4F/ What Credential Format is the Best?

From IIW

What Credential Format is the Best?


Session Convener: Torstan L

Notes-taker(s): Antonio Antonino

Tags / links to resources / technology discussed, related to this session:


Discussion notes, key understandings, outstanding questions, observations, and, if appropriate to this discussion: action items, next steps:


Requirements

Selective disclosure, offline usage, contains claims to identify people, crypto agility, anti-correlation capabilities

Options


Anoncreds

Advantages: Most mature widely used privacy-preserving credential format used today. Downsides: Tied to a specific ledger, it does not work offline unless data is cached. It is not yet recognized as a standard, but currently under IETF standardisation led by Steven Curran.


LD-proofs

Can support selective disclosure and unlikable presentations. Generally smaller than Anoncreds, and embed the schema inside the proof, so the schema does not have to live on any blockchain.


ISO mDL

Supports selective disclosure with salted hash mechanism. It is indeed an ISO standard (162 pages), so it went through a lot of reviews by different regulatory bodies.

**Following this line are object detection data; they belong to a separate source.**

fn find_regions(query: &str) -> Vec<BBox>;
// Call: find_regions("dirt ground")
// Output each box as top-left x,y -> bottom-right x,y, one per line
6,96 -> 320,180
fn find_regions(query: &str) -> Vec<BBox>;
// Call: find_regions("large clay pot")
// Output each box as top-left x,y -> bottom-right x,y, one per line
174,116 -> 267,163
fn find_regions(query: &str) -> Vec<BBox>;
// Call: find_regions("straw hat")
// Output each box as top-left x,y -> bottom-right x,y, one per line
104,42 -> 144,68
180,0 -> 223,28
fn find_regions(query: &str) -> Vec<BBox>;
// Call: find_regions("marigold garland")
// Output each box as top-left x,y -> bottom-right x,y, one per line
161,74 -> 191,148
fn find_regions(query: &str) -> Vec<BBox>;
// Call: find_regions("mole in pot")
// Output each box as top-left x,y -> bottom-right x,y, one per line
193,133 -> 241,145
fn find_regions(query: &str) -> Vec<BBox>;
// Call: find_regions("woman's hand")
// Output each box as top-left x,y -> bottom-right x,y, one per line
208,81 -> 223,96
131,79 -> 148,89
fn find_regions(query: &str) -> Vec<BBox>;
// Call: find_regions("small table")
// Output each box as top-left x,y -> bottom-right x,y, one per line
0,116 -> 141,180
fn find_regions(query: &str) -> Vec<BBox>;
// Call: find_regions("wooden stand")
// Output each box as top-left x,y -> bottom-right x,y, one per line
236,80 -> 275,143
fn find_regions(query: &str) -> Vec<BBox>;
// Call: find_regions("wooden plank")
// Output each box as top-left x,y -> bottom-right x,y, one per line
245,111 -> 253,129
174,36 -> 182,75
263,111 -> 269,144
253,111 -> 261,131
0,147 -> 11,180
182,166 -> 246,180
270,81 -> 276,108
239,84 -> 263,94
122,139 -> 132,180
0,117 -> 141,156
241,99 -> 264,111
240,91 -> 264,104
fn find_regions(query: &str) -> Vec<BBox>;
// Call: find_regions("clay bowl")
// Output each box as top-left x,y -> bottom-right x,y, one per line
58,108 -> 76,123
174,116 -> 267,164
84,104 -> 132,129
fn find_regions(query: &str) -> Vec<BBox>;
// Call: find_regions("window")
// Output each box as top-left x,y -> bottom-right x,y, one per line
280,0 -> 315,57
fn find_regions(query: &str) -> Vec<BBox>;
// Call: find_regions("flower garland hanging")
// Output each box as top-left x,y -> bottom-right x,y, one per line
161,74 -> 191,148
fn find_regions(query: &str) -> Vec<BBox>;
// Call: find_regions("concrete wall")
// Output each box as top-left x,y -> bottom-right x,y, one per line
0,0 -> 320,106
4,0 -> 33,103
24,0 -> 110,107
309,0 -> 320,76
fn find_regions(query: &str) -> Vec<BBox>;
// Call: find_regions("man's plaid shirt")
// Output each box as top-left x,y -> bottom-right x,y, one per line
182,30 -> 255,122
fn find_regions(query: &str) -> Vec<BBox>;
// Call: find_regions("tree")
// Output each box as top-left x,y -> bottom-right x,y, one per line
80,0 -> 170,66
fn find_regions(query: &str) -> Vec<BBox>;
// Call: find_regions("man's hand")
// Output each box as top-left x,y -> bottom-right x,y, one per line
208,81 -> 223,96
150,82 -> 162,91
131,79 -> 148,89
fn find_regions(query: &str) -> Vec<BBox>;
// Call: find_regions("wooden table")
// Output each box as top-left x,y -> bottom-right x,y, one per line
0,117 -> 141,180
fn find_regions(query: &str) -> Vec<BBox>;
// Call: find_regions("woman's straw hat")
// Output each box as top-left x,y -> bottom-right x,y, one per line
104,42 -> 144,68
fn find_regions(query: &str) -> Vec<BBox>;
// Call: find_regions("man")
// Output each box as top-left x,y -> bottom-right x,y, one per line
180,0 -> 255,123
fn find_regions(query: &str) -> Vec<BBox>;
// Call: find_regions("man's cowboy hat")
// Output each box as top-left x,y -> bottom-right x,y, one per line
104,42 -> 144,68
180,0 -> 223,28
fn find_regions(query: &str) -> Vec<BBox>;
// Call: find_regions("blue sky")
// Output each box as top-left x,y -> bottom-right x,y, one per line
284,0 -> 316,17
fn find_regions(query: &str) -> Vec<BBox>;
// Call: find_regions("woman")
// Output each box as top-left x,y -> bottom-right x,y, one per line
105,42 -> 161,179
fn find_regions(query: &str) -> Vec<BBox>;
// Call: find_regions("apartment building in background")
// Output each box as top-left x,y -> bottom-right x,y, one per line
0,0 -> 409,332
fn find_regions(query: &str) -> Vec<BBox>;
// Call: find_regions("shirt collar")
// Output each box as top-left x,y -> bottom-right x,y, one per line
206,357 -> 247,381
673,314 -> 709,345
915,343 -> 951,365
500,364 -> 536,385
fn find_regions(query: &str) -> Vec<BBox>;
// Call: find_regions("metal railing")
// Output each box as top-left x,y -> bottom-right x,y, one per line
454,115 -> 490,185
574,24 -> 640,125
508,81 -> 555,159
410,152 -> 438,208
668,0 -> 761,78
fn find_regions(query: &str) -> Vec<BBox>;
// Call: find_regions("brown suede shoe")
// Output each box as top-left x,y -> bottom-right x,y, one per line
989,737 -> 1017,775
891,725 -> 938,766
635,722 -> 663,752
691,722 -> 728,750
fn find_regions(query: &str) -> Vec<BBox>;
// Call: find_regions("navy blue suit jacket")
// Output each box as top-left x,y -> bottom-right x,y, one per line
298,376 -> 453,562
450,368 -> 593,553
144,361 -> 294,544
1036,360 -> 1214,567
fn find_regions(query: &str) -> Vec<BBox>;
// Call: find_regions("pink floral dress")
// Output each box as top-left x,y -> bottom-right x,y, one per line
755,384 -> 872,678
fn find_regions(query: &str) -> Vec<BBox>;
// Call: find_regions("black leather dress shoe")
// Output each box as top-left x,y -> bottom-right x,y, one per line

Actual authorities such as US DMVs are already issuing credentials using this standard. Presentations are correlatable, and there is no de-facto revocation mechanism. There are two operating modes: device retrieval (mandatory) and server retrieval (optional).


JWT

Widely implemented and supports a lot of different cryptographic primitives. Based on IETF specs widely security reviewed. Does not support selective disclosure.


VC-JWT

Enhances JWTs by letting the credential being issued to the holder instead of to the relying party directly. Does not support selective disclosure either.


JWP

Goal is to have a simple JSON-based claim representation w/ support for selective disclosure, kinda like an improvement over JWTs. There is a BBS variant of it. In general, there are two classes of JWPs, ones that support single presentation (very simple to build) and ones that support multiple unlinkable presentations.


Hash & salt JWT/JWP

Supports selective disclosure but not unlinkable presentations. It would make more sense to talk about hash & salt JWP rather than JWT, since JWT was not designed for selective disclosure. Advantage would be that, beyond building a layer on top to deal with the selective disclosure, existing JWT libraries can be used to deal with this class of credentials.


CWT

Similar advantages as JWT, with the advantage that the size is smaller, albeit it requires more code for parsing. mDL uses CWT as its primary representation. EU covid pass is a CWT. It is a standard by IETF. It supports the same algorithms as JWT, minus the deprecated ones.